Gli occupanti avrebbero deciso di tenere referendum popolari per proclamare nuove "repubbliche" nelle zone occupate a Kherson e Zaporizhzhia. La data scelta sarebbe l'11 settembre, giorno in cui si andrà alle urne anche in Russia. Proprio a Kherson un funzionario dell'amministrazione militare-civile imposta da Mosca, Dmitri Savluchenko, 36 anni, capo del dipartimento regionale della Gioventù e dello sport, è morto nell'esplosione dell'auto su cui stava salendo. Le autorità filorusse hanno subito parlato di attentato. Episodi di resistenza armata sono stati già segnalati a Kherson, la prima e più importante città ucraina conquistata dall’Armata, lo scorso 3 marzo.

L’operazione militare del Cremlino sta causando anche gravi danni ambientali, stimati in oltre 6 miliardi di dollari. L’ha calcolato il ministro dell'Ambiente, Ruslan Strilets: "Il conflitto ha creato più di 200.000 tonnellate di rifiuti pericolosi e rottami metallici, mentre ogni casa distrutta rappresenta 50 metri cubi di detriti". La stessa Mariupol, città martire oggi occupata dai russi, è sommersa da montagne di rifiuti non differenziati. Il sindaco, Vadym Boychenko, ha denunciato il rischio di una catastrofe sanitaria, per la diffusione di malattie infettive, tra le quali anche colera e dissenteria.

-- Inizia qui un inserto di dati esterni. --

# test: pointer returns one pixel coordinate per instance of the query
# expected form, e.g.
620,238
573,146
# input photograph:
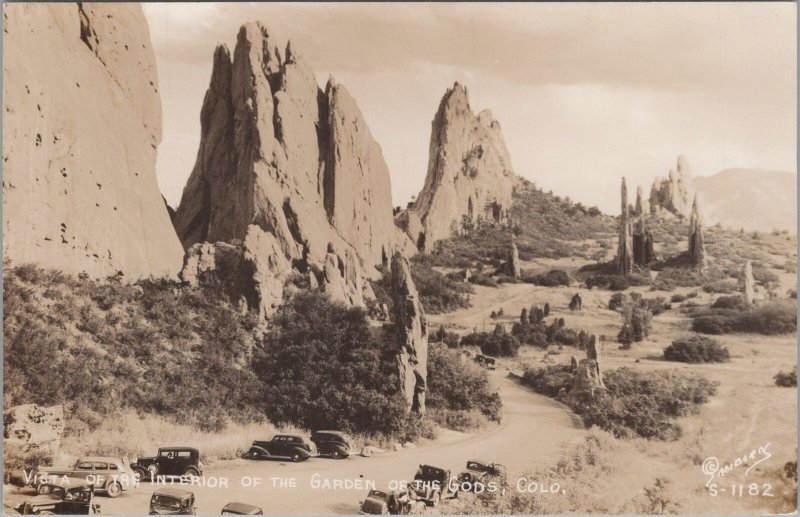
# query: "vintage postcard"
400,258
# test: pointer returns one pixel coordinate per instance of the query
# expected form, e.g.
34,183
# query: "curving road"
534,431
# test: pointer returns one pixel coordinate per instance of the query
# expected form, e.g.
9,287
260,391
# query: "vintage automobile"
334,444
480,472
486,361
241,509
170,461
172,501
105,473
430,484
67,496
389,502
281,446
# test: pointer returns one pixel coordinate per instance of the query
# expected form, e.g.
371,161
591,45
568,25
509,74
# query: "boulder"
81,126
469,176
30,427
411,332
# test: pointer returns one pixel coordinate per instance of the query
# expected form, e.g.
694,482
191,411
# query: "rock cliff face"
412,332
295,161
672,194
81,126
469,170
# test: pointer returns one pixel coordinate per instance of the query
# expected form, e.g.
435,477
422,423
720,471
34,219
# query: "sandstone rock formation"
81,126
512,267
697,253
29,427
251,271
469,170
298,162
624,261
411,330
672,194
749,290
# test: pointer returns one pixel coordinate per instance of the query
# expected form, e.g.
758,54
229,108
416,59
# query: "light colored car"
106,473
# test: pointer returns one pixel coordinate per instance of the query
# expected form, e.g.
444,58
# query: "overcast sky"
585,93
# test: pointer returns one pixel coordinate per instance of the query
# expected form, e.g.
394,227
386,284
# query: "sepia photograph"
447,258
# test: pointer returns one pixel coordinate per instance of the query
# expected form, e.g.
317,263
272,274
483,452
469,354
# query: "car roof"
69,482
242,508
107,459
173,492
179,449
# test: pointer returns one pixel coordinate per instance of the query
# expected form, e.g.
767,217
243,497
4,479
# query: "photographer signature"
712,468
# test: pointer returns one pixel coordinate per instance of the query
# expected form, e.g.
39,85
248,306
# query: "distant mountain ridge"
752,199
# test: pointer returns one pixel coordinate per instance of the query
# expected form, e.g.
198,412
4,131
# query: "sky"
585,93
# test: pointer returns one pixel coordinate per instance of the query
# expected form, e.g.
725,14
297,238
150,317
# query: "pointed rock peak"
683,166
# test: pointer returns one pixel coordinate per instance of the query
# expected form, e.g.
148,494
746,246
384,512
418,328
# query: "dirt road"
534,431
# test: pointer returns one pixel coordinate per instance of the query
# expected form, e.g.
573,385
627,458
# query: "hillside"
753,199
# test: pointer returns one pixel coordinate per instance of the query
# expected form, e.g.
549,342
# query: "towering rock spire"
697,252
412,332
279,154
749,284
625,244
469,170
671,195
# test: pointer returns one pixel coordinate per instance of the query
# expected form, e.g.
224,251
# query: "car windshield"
165,501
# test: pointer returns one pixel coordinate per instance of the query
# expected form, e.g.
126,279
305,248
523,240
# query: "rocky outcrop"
31,427
697,251
624,260
749,287
469,170
295,161
81,126
412,333
512,267
252,271
672,194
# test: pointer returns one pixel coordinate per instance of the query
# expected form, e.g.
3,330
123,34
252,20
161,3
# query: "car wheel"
152,469
113,489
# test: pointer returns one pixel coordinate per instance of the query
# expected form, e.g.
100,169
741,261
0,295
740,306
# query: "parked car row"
431,485
333,444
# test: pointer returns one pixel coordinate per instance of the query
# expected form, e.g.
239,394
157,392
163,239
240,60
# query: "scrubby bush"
494,344
457,384
696,349
786,379
553,278
633,403
777,317
322,368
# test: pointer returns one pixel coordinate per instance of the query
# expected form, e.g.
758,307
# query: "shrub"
497,345
633,403
777,317
321,368
457,384
553,278
786,379
696,349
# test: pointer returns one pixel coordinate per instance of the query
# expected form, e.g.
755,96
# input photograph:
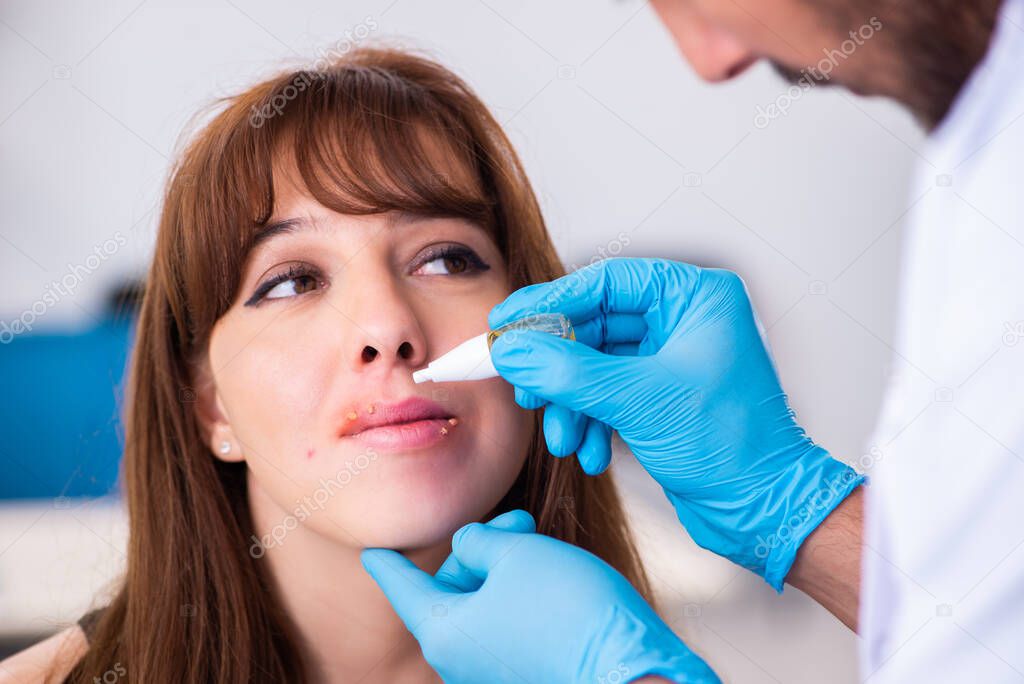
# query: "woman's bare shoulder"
47,661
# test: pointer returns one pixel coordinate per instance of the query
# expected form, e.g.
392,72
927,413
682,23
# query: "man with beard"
928,562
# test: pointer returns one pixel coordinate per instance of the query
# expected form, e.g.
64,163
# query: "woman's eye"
298,280
453,261
293,286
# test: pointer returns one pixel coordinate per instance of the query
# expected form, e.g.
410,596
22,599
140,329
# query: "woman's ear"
215,427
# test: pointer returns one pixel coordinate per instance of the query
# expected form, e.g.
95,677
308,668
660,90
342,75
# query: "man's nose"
713,52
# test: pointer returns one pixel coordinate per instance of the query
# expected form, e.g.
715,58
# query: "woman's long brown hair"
194,605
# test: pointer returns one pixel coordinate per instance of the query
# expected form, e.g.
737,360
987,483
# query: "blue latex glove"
670,355
525,607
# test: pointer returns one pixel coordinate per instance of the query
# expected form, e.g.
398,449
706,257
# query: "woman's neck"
347,630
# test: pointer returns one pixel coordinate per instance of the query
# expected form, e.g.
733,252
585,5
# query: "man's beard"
930,48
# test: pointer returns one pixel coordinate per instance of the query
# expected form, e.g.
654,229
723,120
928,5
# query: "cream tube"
471,359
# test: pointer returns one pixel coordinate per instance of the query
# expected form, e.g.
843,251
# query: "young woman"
327,233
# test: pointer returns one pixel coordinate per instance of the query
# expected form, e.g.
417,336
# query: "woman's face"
334,313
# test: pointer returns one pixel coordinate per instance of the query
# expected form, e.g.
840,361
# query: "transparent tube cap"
471,359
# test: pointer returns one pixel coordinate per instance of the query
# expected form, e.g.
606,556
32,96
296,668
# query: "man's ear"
214,425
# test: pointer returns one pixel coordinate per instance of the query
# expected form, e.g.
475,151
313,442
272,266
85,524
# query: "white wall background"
619,136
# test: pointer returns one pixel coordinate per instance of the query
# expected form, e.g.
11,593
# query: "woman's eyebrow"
275,228
395,219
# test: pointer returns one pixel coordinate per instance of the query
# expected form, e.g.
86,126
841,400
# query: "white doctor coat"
943,566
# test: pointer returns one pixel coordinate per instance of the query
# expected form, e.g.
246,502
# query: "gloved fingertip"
372,559
527,400
461,533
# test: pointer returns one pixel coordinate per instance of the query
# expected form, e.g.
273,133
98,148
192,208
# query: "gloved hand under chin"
670,355
511,605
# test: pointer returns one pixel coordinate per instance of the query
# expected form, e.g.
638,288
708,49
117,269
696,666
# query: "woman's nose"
386,332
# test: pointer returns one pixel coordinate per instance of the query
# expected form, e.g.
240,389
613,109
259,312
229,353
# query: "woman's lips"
412,423
415,434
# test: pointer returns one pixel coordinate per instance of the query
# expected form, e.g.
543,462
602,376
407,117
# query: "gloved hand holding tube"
670,355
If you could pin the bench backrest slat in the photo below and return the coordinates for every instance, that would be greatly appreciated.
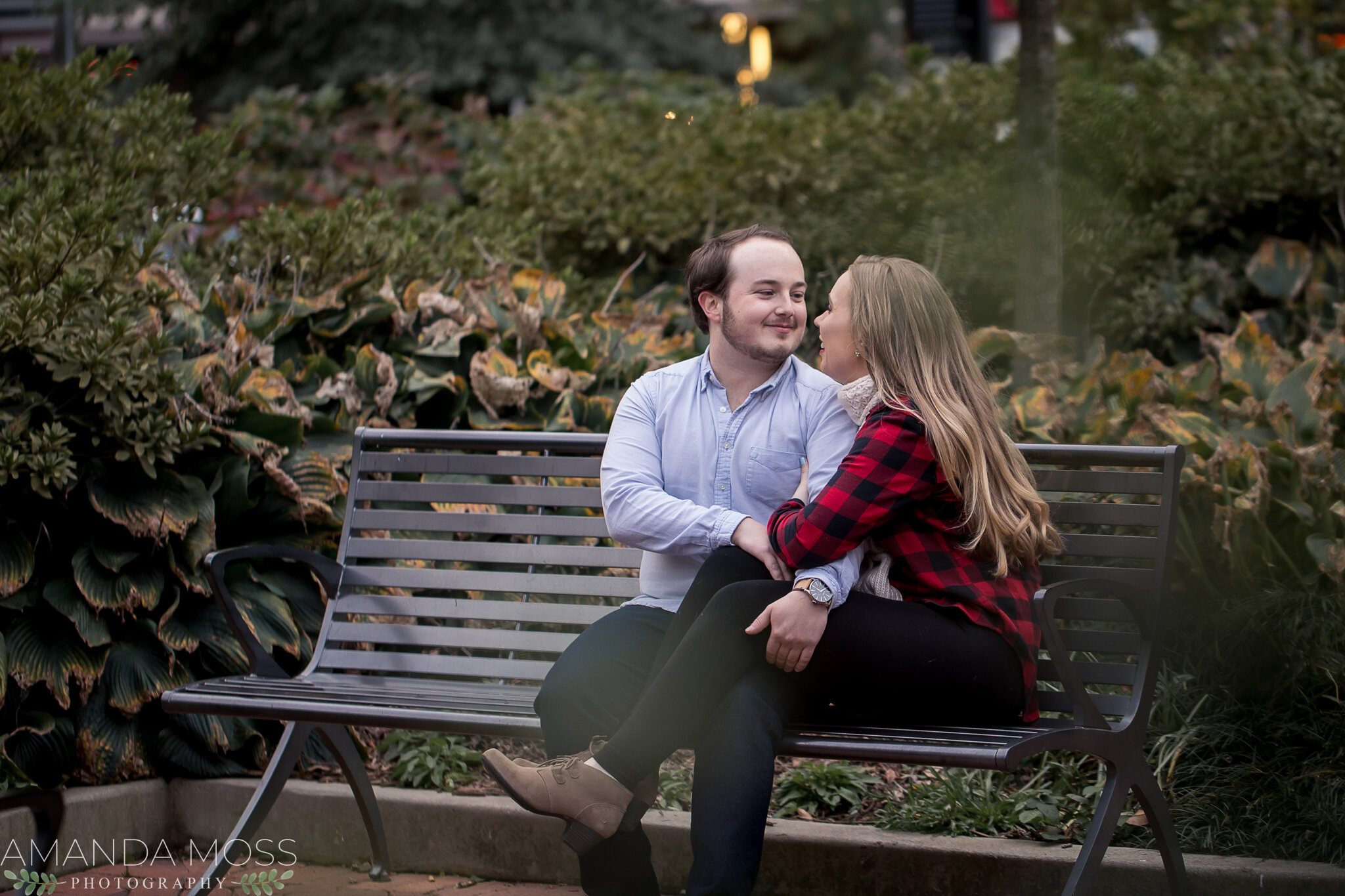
(468, 609)
(479, 494)
(493, 553)
(482, 555)
(591, 527)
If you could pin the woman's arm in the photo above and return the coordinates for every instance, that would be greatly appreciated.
(889, 469)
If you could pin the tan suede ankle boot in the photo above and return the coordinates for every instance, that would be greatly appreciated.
(591, 801)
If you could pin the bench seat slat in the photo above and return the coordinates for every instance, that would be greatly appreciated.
(1098, 673)
(466, 609)
(911, 753)
(1097, 513)
(479, 494)
(1052, 572)
(433, 666)
(576, 527)
(573, 468)
(337, 694)
(1110, 545)
(602, 586)
(494, 553)
(1099, 481)
(1093, 610)
(450, 637)
(1059, 702)
(1091, 641)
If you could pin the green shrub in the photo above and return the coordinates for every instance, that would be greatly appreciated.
(822, 789)
(169, 387)
(674, 789)
(430, 759)
(1049, 798)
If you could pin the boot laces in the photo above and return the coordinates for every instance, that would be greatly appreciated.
(563, 765)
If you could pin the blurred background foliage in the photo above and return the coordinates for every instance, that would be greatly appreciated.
(195, 316)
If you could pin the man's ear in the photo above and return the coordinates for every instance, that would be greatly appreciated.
(712, 305)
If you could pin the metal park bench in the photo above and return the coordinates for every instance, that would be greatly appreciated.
(470, 561)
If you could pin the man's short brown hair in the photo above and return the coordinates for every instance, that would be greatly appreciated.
(708, 269)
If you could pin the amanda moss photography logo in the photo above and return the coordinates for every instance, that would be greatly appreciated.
(272, 863)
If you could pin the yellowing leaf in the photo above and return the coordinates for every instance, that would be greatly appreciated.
(540, 367)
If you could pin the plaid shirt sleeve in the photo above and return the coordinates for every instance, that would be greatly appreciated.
(889, 471)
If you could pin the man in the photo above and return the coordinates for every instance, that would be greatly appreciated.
(698, 457)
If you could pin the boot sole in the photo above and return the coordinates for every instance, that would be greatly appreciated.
(577, 837)
(634, 813)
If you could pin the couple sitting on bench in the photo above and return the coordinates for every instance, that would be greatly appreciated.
(893, 587)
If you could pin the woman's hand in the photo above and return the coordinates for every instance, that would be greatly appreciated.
(802, 492)
(797, 625)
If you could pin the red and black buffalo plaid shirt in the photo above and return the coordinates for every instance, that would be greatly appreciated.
(892, 489)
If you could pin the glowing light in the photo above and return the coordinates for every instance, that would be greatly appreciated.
(759, 50)
(735, 26)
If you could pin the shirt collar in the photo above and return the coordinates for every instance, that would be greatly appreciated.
(707, 377)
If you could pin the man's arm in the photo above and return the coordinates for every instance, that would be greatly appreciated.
(638, 511)
(830, 438)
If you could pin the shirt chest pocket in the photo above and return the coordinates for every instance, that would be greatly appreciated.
(772, 476)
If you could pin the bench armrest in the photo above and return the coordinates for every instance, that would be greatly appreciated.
(1044, 606)
(260, 662)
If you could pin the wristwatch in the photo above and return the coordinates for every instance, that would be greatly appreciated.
(817, 590)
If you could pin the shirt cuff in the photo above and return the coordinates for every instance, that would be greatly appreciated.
(722, 532)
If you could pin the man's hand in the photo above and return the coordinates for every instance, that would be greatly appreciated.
(797, 625)
(752, 538)
(802, 492)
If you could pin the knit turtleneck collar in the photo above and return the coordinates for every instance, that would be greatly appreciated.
(858, 398)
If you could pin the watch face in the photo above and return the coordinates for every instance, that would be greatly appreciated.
(820, 591)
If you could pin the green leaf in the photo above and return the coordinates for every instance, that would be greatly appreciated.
(110, 558)
(108, 742)
(1279, 268)
(267, 616)
(174, 748)
(43, 647)
(137, 585)
(139, 668)
(65, 597)
(16, 561)
(273, 427)
(200, 539)
(147, 508)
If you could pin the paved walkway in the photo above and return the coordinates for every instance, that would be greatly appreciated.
(307, 880)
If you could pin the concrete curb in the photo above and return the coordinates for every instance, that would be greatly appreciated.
(490, 836)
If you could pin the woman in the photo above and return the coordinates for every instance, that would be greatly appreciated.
(934, 482)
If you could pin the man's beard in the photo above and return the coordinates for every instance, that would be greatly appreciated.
(735, 333)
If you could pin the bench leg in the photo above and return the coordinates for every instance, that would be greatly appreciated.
(1099, 832)
(272, 782)
(1151, 797)
(343, 746)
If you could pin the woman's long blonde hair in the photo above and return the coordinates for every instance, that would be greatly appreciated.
(912, 339)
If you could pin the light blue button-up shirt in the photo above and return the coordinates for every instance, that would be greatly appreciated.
(682, 469)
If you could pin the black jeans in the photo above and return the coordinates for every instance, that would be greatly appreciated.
(718, 695)
(879, 661)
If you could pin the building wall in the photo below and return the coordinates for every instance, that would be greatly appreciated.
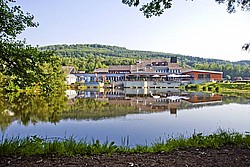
(206, 75)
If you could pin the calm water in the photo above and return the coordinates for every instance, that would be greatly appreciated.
(133, 114)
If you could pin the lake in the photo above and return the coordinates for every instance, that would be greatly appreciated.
(137, 116)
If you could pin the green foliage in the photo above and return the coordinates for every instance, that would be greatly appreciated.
(90, 56)
(22, 66)
(157, 7)
(25, 66)
(35, 145)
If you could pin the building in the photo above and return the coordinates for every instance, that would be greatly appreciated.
(200, 76)
(69, 71)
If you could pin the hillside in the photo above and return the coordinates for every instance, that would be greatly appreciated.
(87, 57)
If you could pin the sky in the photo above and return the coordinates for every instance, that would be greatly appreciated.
(199, 28)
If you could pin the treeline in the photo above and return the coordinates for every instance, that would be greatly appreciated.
(87, 57)
(23, 67)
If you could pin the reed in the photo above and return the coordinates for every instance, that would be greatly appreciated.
(35, 145)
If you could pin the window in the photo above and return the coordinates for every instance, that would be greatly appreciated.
(207, 76)
(200, 76)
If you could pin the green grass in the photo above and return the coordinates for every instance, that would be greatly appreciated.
(34, 145)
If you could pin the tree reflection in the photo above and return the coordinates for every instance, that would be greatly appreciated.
(31, 108)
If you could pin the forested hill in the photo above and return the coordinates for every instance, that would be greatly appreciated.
(87, 57)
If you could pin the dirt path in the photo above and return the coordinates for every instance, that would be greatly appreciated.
(228, 156)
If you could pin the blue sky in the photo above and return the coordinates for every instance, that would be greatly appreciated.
(196, 28)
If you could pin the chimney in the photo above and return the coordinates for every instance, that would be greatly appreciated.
(173, 59)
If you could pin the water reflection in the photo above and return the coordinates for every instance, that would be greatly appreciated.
(143, 100)
(140, 113)
(31, 108)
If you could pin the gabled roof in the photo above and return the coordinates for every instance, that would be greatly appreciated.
(120, 68)
(101, 70)
(69, 69)
(205, 71)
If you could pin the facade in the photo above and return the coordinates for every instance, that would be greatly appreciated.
(145, 73)
(199, 76)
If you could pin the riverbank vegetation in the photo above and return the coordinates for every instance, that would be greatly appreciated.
(35, 145)
(225, 88)
(23, 66)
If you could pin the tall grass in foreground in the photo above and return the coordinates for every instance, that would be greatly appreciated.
(34, 145)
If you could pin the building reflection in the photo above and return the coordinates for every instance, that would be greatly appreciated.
(150, 100)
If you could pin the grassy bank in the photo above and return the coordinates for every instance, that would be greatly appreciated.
(225, 88)
(34, 145)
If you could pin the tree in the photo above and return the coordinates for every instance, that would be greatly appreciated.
(157, 8)
(21, 65)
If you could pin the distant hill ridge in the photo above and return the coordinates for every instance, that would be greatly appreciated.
(80, 50)
(87, 57)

Sul fronte diplomatico, si lavora ancora per trovare una soluzione al blocco delle esportazioni di grano. La Turchia ha detto che un accordo potrebbe essere vicino. Ma l’allarme per la crisi alimentare sta crescendo ogni giorno di più. Putin ha accusato ancora Zelensky di non volere trattative su nessun tavolo e sembra quindi difficile che la situazione possa trovare presto uno sbocco.